The fifth-year senior appears to be exactly what USC needs in these trying times: Someone the Trojans can depend on. Havili provides a vocal, trusted presence in the huddle, a dangerous outlet valve in the passing game and, lately, some punishing blocks to open running lanes.
"Stanley's a real cool guy. Everybody loves him on the team," tailback Allen Bradford said. "He's going to be
a real offensive leader this year."
Havili is one of the few holdovers from the end of USC's golden era under Pete Carroll, when Rose Bowls and BCS title games were the objective. The fight between the two broke out because Havili was urging Bryant to finish the drill with maximum effort, to compete in the Trojan way. He was leading. And so coach Lane Kiffin suspended him for just one practice.
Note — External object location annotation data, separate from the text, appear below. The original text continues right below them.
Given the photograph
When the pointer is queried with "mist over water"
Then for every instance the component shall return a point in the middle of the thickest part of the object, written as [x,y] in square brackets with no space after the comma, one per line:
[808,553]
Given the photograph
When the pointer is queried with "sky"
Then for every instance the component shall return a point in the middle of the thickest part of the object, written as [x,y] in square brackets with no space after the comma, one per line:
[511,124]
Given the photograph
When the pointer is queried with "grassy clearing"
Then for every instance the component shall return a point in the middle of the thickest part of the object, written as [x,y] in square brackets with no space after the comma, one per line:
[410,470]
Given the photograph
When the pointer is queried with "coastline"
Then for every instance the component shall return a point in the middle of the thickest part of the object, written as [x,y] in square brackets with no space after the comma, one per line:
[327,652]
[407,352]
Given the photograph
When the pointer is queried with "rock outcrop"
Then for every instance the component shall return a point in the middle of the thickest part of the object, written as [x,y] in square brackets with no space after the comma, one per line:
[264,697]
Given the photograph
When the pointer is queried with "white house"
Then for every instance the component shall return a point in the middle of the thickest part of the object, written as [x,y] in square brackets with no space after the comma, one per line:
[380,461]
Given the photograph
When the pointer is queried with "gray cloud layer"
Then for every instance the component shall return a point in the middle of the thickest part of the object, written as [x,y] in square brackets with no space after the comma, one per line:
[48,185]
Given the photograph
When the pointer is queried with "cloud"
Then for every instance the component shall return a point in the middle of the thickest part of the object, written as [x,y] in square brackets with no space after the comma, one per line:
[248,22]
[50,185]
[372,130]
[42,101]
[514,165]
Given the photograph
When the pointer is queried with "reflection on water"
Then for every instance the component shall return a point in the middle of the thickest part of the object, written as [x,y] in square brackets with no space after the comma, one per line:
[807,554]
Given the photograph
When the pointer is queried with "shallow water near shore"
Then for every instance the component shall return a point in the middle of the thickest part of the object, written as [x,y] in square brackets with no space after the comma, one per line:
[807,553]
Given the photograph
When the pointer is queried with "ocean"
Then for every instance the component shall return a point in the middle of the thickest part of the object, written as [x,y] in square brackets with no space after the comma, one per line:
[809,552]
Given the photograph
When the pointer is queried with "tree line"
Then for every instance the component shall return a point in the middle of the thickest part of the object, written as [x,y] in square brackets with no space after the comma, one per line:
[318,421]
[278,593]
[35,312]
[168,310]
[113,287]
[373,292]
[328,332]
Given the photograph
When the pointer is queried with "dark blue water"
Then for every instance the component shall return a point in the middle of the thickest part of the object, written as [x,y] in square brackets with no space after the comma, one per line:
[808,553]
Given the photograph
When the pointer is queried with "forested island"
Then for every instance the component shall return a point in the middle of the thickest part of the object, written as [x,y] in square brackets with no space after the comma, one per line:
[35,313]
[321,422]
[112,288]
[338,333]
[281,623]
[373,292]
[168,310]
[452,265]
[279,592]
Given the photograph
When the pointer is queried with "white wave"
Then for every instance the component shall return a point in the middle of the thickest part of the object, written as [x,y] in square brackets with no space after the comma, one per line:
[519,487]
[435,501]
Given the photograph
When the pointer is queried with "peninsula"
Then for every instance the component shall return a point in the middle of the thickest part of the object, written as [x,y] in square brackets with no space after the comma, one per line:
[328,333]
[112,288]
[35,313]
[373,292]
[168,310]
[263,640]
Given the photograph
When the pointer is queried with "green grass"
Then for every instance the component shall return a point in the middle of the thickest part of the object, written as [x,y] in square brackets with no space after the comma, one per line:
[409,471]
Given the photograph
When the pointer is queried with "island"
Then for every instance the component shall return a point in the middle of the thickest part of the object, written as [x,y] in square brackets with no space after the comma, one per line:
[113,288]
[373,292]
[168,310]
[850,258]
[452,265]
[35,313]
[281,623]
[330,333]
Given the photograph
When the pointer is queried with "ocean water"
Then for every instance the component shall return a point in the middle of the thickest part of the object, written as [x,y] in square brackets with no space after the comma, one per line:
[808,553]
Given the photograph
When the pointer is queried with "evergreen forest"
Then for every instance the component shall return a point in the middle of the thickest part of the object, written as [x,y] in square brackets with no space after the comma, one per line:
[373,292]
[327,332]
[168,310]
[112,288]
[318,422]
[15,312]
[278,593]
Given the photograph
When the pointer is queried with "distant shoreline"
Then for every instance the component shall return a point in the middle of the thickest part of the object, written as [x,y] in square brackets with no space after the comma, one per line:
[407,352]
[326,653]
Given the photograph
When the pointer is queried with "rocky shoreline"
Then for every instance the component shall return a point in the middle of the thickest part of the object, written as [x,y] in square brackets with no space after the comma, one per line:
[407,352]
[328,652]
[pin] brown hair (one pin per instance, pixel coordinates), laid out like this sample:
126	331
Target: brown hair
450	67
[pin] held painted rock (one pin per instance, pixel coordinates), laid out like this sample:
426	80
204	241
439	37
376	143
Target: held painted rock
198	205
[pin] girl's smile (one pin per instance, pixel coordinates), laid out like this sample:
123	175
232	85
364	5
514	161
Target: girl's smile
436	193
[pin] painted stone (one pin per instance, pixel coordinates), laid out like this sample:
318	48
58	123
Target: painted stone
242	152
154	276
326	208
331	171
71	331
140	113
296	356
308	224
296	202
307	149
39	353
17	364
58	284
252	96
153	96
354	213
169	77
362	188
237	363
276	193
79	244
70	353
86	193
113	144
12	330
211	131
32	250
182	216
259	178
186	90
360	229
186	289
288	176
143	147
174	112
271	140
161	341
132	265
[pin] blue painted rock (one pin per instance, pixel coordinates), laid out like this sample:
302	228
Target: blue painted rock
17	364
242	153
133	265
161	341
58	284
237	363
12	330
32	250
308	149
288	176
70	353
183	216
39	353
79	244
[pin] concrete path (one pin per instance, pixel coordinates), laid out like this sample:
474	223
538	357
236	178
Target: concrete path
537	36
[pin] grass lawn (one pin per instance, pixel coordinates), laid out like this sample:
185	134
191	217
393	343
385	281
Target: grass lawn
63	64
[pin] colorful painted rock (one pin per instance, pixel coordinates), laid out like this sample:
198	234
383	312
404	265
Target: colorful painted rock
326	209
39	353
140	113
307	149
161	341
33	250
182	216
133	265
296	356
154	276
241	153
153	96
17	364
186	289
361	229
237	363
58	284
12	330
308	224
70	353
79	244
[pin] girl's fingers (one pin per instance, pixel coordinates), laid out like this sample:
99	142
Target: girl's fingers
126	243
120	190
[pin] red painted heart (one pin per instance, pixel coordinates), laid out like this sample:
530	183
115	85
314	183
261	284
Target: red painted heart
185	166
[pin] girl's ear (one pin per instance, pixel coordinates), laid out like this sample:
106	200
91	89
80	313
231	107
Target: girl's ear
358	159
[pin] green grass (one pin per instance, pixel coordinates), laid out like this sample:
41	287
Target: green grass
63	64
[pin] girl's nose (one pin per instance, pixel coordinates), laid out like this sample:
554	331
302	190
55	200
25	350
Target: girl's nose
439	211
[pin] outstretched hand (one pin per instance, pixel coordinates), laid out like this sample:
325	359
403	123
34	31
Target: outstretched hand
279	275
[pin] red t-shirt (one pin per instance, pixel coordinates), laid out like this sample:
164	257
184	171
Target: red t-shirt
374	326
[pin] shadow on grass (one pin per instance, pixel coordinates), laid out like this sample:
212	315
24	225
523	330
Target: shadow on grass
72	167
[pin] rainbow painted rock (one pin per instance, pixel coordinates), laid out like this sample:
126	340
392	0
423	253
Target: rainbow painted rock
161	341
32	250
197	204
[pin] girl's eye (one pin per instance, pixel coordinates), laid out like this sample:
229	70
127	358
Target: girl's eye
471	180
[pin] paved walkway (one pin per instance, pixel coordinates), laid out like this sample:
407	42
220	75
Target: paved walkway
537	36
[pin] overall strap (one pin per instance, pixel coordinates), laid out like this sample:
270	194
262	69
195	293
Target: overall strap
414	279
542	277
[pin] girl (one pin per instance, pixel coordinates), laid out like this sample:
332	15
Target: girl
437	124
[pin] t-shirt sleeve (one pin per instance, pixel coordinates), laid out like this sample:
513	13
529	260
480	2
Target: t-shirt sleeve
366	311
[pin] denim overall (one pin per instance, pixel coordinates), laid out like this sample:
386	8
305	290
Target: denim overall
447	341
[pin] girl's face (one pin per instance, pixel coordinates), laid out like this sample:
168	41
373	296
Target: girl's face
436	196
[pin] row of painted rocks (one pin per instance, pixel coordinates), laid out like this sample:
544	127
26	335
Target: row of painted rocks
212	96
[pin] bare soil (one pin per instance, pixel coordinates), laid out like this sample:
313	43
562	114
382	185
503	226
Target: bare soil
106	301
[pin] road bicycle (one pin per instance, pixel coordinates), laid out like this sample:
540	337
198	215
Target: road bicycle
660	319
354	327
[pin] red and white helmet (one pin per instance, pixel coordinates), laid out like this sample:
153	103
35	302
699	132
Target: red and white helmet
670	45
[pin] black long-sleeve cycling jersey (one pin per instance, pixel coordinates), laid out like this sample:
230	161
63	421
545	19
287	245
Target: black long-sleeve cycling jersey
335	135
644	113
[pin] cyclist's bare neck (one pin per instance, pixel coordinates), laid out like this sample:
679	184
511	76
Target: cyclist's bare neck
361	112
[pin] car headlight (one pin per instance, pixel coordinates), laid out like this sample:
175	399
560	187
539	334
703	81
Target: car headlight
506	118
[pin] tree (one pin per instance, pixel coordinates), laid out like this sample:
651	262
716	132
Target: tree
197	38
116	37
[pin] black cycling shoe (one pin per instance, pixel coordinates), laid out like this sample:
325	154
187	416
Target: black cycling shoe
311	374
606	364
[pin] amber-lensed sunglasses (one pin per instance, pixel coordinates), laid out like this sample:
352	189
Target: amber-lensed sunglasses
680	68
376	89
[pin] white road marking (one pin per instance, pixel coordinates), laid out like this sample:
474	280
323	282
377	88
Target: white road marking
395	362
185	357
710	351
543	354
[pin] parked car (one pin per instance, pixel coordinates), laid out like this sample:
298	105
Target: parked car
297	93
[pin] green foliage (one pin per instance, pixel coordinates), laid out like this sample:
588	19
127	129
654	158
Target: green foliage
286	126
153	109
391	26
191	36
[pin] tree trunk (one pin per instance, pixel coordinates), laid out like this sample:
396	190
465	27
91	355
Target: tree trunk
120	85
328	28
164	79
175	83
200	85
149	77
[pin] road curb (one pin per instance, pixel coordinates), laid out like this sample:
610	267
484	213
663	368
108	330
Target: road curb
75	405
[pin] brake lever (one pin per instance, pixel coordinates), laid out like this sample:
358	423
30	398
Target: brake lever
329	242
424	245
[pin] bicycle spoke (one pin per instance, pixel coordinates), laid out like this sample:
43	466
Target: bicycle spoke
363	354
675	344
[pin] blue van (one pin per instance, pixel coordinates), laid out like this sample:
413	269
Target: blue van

Havili will be the most experienced member of the offense Thursday at Aloha Stadium, when USC opens its season against Hawaii. "This is definitely the most excited I've ever been," Havili said. "The realization of this being my last year, the first year of Coach Kiffin just makes it a plus. I'm going out with the change of Trojan identity. It's a different leader now and guys have to buy in."
A lot is riding on Thursday's outcome for Havili, who is of Tongan descent and will have family members who live on the island at the game. Hawaii recruited him as a tailback five years ago, but Havili elected to go to USC, saying, "I always wanted to compete at the highest level."
A lot is riding on this season, because Havili has NFL aspirations and will need to prove he's a capable blocker in order to improve his draft stock. At 6-foot-1, 225 pounds, he's a bit light for a fullback. New running backs coach Kennedy Pola is teaching him to make up for his size with solid technique.
"Our focus is on knowledge," Havili said.